Rogério Coelho
Existem muito perto de nós
idosos relegados aos asilos pelos próprios familiares. A sociedade, que deveria
substituir a família, nesses casos, não tem tempo, pois os saraus, festas e
quejandos não têm fim. E as mãos, que deveriam acariciar os cabelos brancos e
as mãos encarquilhadas dessas criaturas excluídas e entregues ao abandono
cruel, estão sempre ocupadas em fazer nada nos salões das inutilidades.
Quando essas atitudes partem de
criaturas que ignoram as mais comezinhas nuanças da caridade é desculpável, mas
quando pessoas que se dizem cristãs, têm tempo e disposição para as futilidades
sociais e sempre encontram dificuldades em cumprir seus compromissos morais, aí
a coisa é diferente.
A quem muito recebeu muito será
exigido!
É bem verdade que, muitas vezes,
tais criaturas se valem dos sofismas e subterfúgios para tentar enganar a própria consciência, alegando
uma causa beneficente para o encontro social.
Ora, quem já está acordado para a vida e liberto das peias e atavismos
do homem velho não precisa mais
desses expedientes e jamais perderia o precioso tempo da reencarnação para
longas horas de conversas jogadas fora.
O mais doloroso é constatar que,
em salões de festas bem próximos de asilos, o bulício da festa e os risos
fáceis são ouvidos quase em uníssono com o pranto dos valetudinários excluídos.
Dizem os Espíritos Superiores
que[2] o forte deve trabalhar para o fraco. Não
tendo este família, a sociedade deve fazer às vezes desta. É a lei de caridade.
Mesmo que os velhinhos sejam bem
cuidados pelos profissionais remunerados para tal, isso não dispensa o trabalho
voluntário do cristão comprometido com o Cristo em favor dos segregados.
Nós não sabemos como será o dia
de amanhã. Quem pode garantir que não
terminaremos os nossos dias terrestres internados em um asilo? E aí será a vez do nosso pranto ser abafado
pelo riso fátuo dos frequentadores dos salões de festas.
Idosos descartados não faltam como exemplo para todos nós!

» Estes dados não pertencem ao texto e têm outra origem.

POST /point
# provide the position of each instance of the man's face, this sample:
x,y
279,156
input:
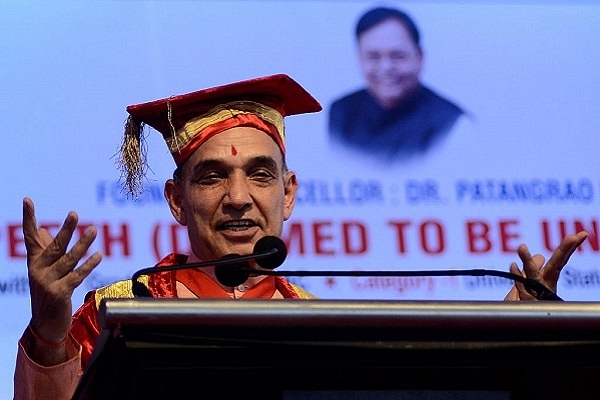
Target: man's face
x,y
233,191
390,61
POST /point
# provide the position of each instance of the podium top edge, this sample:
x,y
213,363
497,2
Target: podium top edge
x,y
351,313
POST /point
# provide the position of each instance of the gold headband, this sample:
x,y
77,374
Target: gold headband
x,y
220,113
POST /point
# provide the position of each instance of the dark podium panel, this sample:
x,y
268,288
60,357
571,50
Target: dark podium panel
x,y
322,349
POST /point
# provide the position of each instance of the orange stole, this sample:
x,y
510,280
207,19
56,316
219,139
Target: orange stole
x,y
205,288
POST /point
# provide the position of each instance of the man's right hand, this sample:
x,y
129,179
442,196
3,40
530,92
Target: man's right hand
x,y
53,276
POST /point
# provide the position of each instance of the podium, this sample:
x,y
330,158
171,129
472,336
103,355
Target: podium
x,y
335,349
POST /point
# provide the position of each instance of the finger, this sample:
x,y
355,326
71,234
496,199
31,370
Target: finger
x,y
531,264
30,227
67,263
77,276
560,256
58,246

A primeira visita que fazemos a
um asilo é sempre um choque, em decorrência dos quadros dolorosos que vamos
presenciar. Ali vemos a materialização da dor física e moral. Por isso, quando
acariciamos uma daquelas cabecinhas brancas e quando aquecemos entre as nossas
aquelas mãos frias e trêmulas, tal gesto tem a força de um bálsamo que mitiga
por algum tempo aqueles quadros de dores pungentes, inclusive as dores da Alma.
Em nenhum salão de festa teremos
a alegria em nosso coração que temos ao lograrmos extrair um sorriso daquelas
bocas desdentadas. É impagável ver transmudarem-se aquelas lágrimas de tristeza
e solidão em lágrimas de alegria e gratidão a escorrerem por aqueles rostos
sulcados pelos sofrimentos e pelo abandono…
Espíritas! Vamos acordar para a
vida e optar pelos planos do Cristo conjugando esforços em favor da implantação
do Reino de Deus na Terra, começando pela união e fraternidade, vez que o
Espiritismo postula clara e insofismavelmente que Fora da caridade não há salvação.
Ficamos particularmente chocados
e sensibilizados pela situação dos idosos porque tivemos a felicidade de nascer
numa família que sabia cuidar dos seus até à morte.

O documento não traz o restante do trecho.